Media sosial juga membantu mengurangi persepsi negatif publik terhadap balap liar. Barney merasa balap liar merupakan bagian dari dinamika anak-anak muda yang tak difasilitasi oleh pemangku kebijakan. Bagian negatifnya memang tetap ada, seperti tawuran maupun kemungkinan jadi korban kecelakaan. Namun demikian, sisi positifnya juga tak kalah banyak.

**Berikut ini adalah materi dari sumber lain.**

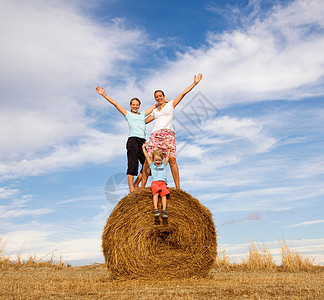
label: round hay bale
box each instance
[102,188,217,278]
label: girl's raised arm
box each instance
[164,143,171,165]
[145,115,154,124]
[145,104,157,117]
[96,86,127,116]
[173,73,202,107]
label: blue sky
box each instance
[0,0,324,264]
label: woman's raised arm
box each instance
[173,73,202,107]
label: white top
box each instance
[153,100,174,132]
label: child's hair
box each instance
[129,98,141,105]
[154,90,165,98]
[152,150,163,160]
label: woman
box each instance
[141,73,202,189]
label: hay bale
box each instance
[102,188,217,278]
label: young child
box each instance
[142,142,170,225]
[96,86,157,192]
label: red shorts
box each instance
[151,180,170,197]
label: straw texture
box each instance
[102,188,217,278]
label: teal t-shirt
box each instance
[125,111,146,139]
[150,161,167,183]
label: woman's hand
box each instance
[194,73,202,84]
[96,86,106,96]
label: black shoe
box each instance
[154,216,160,225]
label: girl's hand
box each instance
[194,73,202,84]
[96,86,106,96]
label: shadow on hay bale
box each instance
[102,188,217,278]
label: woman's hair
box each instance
[154,90,165,98]
[152,150,163,160]
[129,98,141,105]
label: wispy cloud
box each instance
[222,212,261,226]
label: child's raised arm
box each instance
[173,73,202,107]
[142,142,152,165]
[164,143,171,165]
[145,115,154,124]
[96,86,127,116]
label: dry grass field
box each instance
[0,242,324,299]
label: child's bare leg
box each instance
[153,193,159,209]
[162,196,166,210]
[127,174,135,193]
[141,160,150,188]
[169,157,180,189]
[134,173,142,190]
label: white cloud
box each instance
[0,187,19,199]
[218,239,324,266]
[0,207,53,219]
[288,220,324,227]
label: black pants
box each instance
[126,136,145,176]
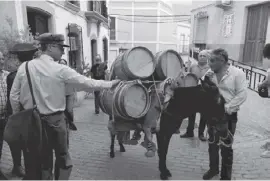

“Balap liar itu juga soal team work, etos kerja, atau utak-atik mesin yang perlu kemampuan khusus. Itu, kan, baik dilihat sebenernya. Tapi, orang-orang justru lebih sering mandang bagian yang negatif aja,” kata Barney, dengan menggebu-gebu.

Balap liar, diakui atau tidak, telah menjadi bagian dari kultur anak-anak muda di kota besar macam Jakarta. Ia akan selalu ada, mengiringi gejolak hasrat anak-anak muda dan kerasnya kehidupan kota, sekalipun berkali-kali diberangus dengan alasan melanggar hukum dan mengganggu ketertiban.